Parent Kris Yokoo helped seventh graders Tyler Yokoo, Jacob Spangler and Bennett Tucker pack up the 18-inch cube-shaped device so they could work on it at his home with teammate Ben Pooley, who was expected to arrive later.
It’s not the first time the team has worked on the robot at home. The Yokoos even replicated the field on which the robot is expected to maneuver, according to competition rules, with green tape on the beige living-room rug.
“We’ve come a long way from last year,” said Bennett, who became interested in robotics in the third or fourth grade when his mother took him to a competition. “We analyzed our mistakes, and here we are.”
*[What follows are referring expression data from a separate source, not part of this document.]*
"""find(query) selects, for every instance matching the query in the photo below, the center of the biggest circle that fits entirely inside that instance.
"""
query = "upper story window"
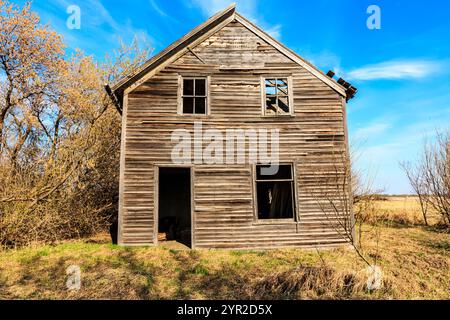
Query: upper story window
(194, 95)
(277, 96)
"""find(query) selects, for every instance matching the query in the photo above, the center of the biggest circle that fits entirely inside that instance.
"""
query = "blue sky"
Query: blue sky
(401, 70)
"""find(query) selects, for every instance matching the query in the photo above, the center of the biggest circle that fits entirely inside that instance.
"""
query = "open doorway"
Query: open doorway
(174, 205)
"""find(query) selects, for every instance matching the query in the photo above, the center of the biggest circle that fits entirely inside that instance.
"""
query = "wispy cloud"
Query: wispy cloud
(248, 8)
(373, 129)
(395, 70)
(98, 26)
(161, 12)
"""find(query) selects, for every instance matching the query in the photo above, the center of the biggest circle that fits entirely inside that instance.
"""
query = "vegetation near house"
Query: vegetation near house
(60, 159)
(59, 133)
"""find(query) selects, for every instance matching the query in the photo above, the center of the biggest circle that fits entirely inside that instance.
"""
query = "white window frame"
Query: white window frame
(295, 216)
(207, 79)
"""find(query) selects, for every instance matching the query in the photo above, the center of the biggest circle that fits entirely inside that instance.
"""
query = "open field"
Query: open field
(414, 259)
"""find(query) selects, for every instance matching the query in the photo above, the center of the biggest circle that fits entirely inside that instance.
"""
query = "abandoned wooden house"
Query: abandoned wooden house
(229, 74)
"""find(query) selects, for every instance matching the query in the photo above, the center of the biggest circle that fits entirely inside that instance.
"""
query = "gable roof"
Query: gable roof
(201, 33)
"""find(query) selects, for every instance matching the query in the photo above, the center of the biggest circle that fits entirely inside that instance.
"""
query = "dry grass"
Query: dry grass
(415, 261)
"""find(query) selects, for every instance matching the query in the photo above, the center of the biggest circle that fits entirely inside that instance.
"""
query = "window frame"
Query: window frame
(207, 79)
(293, 180)
(264, 95)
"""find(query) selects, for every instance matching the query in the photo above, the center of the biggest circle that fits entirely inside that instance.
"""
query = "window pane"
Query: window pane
(271, 105)
(188, 87)
(200, 107)
(283, 105)
(282, 87)
(284, 172)
(200, 85)
(270, 87)
(274, 200)
(188, 105)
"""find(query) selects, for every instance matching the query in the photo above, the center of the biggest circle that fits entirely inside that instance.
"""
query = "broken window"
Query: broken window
(276, 96)
(275, 193)
(194, 96)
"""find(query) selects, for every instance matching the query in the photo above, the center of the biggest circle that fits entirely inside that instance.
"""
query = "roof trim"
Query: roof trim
(175, 47)
(203, 30)
(291, 54)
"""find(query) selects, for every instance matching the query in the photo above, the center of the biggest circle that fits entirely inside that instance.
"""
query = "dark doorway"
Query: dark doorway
(174, 203)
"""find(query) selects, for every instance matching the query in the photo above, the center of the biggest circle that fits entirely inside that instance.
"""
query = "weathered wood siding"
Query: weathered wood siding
(223, 198)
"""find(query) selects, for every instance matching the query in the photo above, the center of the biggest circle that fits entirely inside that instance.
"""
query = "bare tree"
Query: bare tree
(430, 177)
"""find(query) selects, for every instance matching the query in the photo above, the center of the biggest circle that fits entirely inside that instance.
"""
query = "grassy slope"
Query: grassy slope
(415, 262)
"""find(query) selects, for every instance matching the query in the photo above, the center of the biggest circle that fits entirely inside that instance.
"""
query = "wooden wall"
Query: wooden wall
(223, 199)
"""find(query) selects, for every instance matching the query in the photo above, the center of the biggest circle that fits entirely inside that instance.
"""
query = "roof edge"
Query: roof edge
(291, 54)
(174, 47)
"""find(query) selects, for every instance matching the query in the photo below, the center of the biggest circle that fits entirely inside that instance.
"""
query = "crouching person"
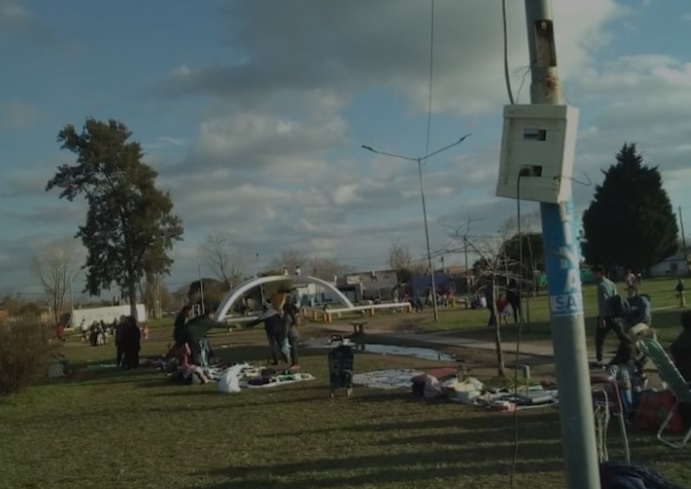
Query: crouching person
(274, 328)
(131, 342)
(628, 364)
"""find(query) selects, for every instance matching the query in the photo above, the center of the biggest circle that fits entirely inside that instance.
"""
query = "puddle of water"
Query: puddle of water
(408, 351)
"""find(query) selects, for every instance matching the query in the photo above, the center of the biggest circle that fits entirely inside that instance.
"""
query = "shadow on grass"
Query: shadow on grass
(404, 468)
(665, 321)
(538, 419)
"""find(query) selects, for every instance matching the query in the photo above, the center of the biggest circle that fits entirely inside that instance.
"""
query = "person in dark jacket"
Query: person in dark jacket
(131, 344)
(196, 337)
(680, 350)
(119, 340)
(513, 296)
(491, 304)
(181, 348)
(273, 325)
(681, 347)
(291, 321)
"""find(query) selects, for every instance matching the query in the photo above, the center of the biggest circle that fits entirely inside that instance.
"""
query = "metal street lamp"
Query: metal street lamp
(420, 160)
(202, 307)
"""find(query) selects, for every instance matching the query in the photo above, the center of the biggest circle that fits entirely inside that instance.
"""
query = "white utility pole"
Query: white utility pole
(568, 330)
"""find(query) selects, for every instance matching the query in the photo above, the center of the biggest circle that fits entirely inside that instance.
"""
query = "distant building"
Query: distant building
(677, 264)
(358, 286)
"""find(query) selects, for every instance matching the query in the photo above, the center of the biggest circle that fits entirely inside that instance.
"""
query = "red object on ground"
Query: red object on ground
(442, 374)
(654, 408)
(183, 356)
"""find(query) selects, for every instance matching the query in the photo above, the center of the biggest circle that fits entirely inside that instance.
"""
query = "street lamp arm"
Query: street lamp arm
(449, 146)
(393, 155)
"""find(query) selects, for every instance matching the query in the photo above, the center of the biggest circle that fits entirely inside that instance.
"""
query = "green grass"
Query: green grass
(116, 430)
(462, 320)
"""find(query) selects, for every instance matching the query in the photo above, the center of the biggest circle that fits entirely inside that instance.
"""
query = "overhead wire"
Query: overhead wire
(509, 90)
(430, 88)
(507, 72)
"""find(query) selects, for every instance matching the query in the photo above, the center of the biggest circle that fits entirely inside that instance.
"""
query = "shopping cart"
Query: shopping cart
(341, 360)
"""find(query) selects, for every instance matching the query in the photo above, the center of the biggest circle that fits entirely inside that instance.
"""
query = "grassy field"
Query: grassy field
(111, 429)
(462, 321)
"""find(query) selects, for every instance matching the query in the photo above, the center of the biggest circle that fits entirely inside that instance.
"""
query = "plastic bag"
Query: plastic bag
(285, 348)
(432, 388)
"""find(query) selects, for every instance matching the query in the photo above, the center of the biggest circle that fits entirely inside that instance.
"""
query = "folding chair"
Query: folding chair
(679, 387)
(605, 406)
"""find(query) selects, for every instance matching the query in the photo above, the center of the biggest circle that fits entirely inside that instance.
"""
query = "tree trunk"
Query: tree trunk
(500, 352)
(132, 295)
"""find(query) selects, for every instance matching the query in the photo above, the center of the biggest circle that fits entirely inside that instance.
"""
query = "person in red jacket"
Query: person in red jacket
(60, 331)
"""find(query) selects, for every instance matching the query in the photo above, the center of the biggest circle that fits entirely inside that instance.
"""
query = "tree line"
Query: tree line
(130, 226)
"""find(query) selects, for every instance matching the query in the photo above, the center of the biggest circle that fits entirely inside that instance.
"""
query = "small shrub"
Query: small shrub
(25, 354)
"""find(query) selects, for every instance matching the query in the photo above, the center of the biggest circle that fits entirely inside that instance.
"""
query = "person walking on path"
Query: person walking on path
(513, 295)
(291, 321)
(606, 320)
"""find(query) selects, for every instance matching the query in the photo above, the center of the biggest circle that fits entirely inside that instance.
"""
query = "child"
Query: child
(503, 309)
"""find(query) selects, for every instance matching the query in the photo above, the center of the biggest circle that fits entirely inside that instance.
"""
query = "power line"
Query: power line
(431, 78)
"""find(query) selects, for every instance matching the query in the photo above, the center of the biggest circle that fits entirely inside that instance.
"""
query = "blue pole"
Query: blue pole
(562, 259)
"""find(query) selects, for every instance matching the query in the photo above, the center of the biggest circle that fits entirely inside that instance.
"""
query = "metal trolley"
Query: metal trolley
(341, 362)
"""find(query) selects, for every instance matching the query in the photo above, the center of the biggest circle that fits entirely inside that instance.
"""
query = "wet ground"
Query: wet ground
(382, 349)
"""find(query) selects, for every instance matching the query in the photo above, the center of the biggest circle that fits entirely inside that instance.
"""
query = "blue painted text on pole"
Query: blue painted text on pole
(562, 260)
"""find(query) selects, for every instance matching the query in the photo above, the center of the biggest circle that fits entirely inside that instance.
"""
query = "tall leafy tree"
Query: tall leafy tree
(130, 225)
(630, 221)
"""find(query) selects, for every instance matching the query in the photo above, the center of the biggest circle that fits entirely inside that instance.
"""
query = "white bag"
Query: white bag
(229, 382)
(432, 387)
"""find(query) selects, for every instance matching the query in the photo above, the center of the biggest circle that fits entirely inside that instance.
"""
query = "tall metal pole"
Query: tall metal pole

Serious Black, in fact, has come far enough that the team will compete this weekend at the U.S. National VEX Robotics Championship in Omaha, Nebraska. One of Gwendolyn Brooks Middle School’s teams, The Terminators — made up of six graders Samantha Braun, Julia Dreher-Threlkeld and An Edwards, and seventh grader Mac Bell — also will travel to Omaha to compete.
Serious Black also has qualified to compete against 150 robots from around the world at the 2013 VEX Robotics Competition World Championship in April in Anaheim, Calif. However, it’s uncertain whether the team will be able to afford to attend.
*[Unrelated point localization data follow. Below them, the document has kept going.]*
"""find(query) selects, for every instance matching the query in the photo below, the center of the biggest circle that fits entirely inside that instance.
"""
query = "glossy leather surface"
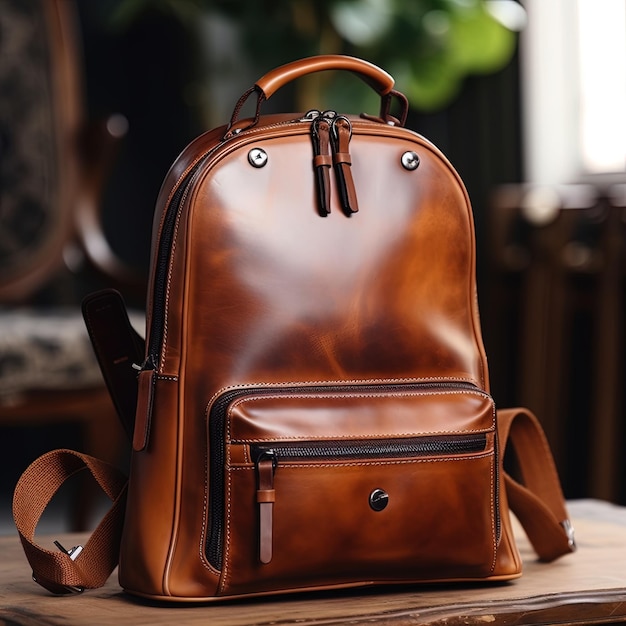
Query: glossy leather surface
(262, 291)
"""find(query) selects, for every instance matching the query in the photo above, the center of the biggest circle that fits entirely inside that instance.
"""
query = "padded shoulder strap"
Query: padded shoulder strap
(538, 500)
(538, 504)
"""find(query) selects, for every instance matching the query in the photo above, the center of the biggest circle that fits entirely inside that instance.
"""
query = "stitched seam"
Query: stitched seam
(352, 381)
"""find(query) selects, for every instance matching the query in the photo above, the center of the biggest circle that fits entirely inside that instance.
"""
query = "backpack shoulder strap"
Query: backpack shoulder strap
(537, 500)
(72, 570)
(538, 504)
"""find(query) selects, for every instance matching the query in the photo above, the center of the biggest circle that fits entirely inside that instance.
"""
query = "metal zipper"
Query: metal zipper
(216, 432)
(367, 449)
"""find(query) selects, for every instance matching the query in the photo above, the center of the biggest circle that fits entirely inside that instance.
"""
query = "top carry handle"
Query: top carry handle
(270, 83)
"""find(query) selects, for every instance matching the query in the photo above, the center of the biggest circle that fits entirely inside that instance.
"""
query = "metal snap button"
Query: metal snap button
(378, 499)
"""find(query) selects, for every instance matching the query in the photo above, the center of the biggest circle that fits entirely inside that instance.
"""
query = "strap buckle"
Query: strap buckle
(569, 531)
(58, 588)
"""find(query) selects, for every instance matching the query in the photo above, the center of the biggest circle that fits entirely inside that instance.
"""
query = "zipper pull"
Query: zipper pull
(322, 160)
(266, 496)
(341, 131)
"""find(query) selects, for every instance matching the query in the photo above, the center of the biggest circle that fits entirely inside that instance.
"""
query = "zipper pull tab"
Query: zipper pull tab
(341, 135)
(266, 496)
(322, 160)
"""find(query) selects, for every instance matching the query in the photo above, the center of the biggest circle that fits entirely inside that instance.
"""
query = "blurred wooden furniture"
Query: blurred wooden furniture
(53, 167)
(586, 587)
(557, 323)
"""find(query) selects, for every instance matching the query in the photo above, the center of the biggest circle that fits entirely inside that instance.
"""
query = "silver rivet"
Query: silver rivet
(378, 499)
(257, 157)
(410, 160)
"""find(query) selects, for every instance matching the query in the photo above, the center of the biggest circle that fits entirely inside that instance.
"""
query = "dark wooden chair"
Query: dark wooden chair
(53, 168)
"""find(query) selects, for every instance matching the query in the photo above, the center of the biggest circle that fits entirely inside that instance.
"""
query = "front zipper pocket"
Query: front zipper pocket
(345, 483)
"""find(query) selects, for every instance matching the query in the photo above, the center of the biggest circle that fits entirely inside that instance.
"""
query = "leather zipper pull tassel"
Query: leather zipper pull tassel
(341, 135)
(266, 497)
(322, 160)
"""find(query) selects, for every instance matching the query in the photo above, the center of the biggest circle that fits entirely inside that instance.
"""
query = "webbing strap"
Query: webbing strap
(78, 568)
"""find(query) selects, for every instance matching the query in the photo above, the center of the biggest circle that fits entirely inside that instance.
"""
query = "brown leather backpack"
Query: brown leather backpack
(313, 406)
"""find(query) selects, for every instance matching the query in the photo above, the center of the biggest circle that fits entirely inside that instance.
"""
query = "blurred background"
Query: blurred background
(526, 99)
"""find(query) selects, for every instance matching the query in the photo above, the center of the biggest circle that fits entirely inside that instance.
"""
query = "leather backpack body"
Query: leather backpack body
(313, 407)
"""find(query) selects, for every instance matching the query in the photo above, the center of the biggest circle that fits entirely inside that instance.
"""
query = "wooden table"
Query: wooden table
(588, 587)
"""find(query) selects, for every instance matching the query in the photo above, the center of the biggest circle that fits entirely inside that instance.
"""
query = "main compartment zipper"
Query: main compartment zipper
(338, 136)
(331, 132)
(217, 429)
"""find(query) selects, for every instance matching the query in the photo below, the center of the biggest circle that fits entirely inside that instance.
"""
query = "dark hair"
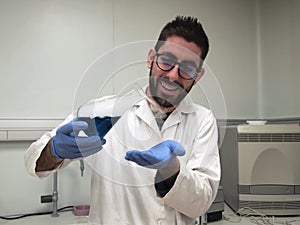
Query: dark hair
(188, 28)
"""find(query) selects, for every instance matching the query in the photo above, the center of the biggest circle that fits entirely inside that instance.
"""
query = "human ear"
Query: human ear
(150, 57)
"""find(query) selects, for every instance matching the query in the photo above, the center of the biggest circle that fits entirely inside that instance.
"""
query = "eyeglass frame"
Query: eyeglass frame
(179, 65)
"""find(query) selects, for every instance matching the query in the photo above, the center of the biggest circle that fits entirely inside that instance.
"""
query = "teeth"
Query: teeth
(168, 86)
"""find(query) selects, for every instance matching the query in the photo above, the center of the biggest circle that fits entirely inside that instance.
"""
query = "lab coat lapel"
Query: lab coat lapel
(177, 115)
(146, 115)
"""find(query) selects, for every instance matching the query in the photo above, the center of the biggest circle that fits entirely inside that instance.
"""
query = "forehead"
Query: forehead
(181, 49)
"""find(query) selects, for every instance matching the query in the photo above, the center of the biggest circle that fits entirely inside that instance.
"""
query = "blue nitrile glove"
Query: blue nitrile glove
(160, 156)
(67, 145)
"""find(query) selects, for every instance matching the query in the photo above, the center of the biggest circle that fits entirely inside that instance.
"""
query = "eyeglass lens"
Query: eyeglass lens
(185, 70)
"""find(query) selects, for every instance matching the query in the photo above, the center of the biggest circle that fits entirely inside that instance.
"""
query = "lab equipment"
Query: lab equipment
(160, 156)
(101, 114)
(67, 145)
(260, 168)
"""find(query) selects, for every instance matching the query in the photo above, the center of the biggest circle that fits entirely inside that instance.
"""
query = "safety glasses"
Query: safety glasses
(186, 70)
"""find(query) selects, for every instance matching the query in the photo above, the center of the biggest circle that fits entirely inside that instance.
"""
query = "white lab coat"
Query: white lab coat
(123, 192)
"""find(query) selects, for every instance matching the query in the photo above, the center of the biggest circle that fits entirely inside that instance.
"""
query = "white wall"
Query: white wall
(280, 51)
(46, 47)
Serious Black last weekend beat two middle school teams and 18 high schools teams to become champions at the Western Wisconsin Sack Attack Tournament in Menomonie, Wis.
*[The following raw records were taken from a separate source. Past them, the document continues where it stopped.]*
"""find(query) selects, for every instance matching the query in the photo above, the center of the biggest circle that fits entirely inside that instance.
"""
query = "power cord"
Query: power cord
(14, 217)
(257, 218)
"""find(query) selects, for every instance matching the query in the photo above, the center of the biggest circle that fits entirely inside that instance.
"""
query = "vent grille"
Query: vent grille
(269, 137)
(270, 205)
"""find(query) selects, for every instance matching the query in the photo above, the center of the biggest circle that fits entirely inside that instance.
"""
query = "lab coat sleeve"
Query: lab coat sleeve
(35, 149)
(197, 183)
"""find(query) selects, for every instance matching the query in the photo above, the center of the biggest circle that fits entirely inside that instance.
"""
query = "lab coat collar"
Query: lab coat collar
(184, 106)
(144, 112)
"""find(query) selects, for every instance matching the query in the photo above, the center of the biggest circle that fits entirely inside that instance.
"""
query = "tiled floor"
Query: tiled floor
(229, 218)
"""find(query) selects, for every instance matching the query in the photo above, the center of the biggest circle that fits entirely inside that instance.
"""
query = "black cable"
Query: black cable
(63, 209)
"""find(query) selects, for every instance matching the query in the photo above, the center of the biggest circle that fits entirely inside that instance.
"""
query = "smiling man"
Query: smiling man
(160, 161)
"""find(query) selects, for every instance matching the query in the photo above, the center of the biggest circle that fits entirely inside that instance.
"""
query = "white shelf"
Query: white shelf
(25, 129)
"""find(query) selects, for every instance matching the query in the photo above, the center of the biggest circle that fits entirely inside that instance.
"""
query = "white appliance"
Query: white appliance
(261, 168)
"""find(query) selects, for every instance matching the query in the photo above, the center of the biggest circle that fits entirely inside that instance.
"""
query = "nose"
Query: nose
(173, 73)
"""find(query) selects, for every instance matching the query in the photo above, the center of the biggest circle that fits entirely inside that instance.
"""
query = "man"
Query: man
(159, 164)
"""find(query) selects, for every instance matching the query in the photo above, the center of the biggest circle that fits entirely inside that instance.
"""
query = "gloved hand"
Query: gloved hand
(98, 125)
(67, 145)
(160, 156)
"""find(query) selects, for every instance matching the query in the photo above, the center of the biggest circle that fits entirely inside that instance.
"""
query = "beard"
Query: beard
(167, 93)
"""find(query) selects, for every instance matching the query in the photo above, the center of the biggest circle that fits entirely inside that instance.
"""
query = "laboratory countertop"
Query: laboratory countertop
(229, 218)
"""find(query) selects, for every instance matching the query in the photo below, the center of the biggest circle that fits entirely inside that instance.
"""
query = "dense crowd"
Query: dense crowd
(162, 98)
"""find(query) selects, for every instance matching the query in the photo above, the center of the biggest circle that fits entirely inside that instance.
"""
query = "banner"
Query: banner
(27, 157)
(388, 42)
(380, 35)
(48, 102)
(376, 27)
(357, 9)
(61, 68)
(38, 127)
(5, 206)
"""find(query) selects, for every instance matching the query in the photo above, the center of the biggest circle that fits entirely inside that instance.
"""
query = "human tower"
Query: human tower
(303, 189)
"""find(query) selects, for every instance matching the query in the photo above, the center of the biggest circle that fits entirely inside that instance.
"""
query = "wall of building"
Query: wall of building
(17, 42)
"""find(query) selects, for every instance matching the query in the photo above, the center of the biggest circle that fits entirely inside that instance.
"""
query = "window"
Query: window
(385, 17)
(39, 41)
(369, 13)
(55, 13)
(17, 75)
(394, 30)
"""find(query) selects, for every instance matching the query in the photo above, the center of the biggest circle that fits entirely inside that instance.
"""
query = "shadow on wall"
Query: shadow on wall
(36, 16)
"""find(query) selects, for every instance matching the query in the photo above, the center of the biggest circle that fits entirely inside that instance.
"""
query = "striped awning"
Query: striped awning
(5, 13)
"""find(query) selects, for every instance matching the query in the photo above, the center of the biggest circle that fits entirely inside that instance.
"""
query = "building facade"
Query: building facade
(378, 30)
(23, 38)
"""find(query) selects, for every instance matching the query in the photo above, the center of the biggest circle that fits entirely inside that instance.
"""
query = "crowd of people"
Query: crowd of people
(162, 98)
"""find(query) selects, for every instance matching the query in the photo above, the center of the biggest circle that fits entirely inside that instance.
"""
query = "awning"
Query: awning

For the national competition, the team will be allowed 45 seconds of driver control and 15 second of autonomous control by the robot, which scoops up bean bags and deposits them in a goal similar to basketball.
Jacob, who like his teammates expects to pursue a career that involves math, science and technology, said building the robot reinforces many of the skills he’s taught in school.
“Its’ a lot of measuring. You’ve got to be pretty precise,” he said. “Doing this also helps the math and science, too. And I think if we took math and engineering classes on college, this would help us, too.”
Kris Yokoo seems nearly as excited as any parent whose child pursues soccer or real basketball.
“It’s a whole new world out there from when I was growing up,” he said. “They’re building robots, and we didn’t build robots when we were growing up because we didn’t have computers.”
The Oak Park Education Foundation has supported District 97’s VEX robotics teams since Mark Pickus, co-coordinator for the program, brought foundation officials the idea in 2005.
Mary Beth Hausken, who in 2012 became VEX robotics co-coordinator for the foundation, also developed her interest in it five years ago when her son, David Hausken, was on Julian’s team.
“Even if the kids don’t go into engineering or the sciences,” she said, “they learn valuable skills that are applicable to about anything they want to do.”
These high-tech projects are hands-on, giving tweens an alternative to video games.
“In a world where kids can look anything up or push a button a laptop, this is where they are working on something and have to keep designing it, working on it,” Hausken said.
There’s no room for instant gratification. Robotics teams start building their robots in September and constantly tweak them to eliminate the bugs or make things run more smoothly.
“You see the young ones come in and say, ‘I’ll build this in a couple of weeks and drive it for three months,’” Hausken said, laughing. “It doesn’t take long for them to find out there’s more to it.”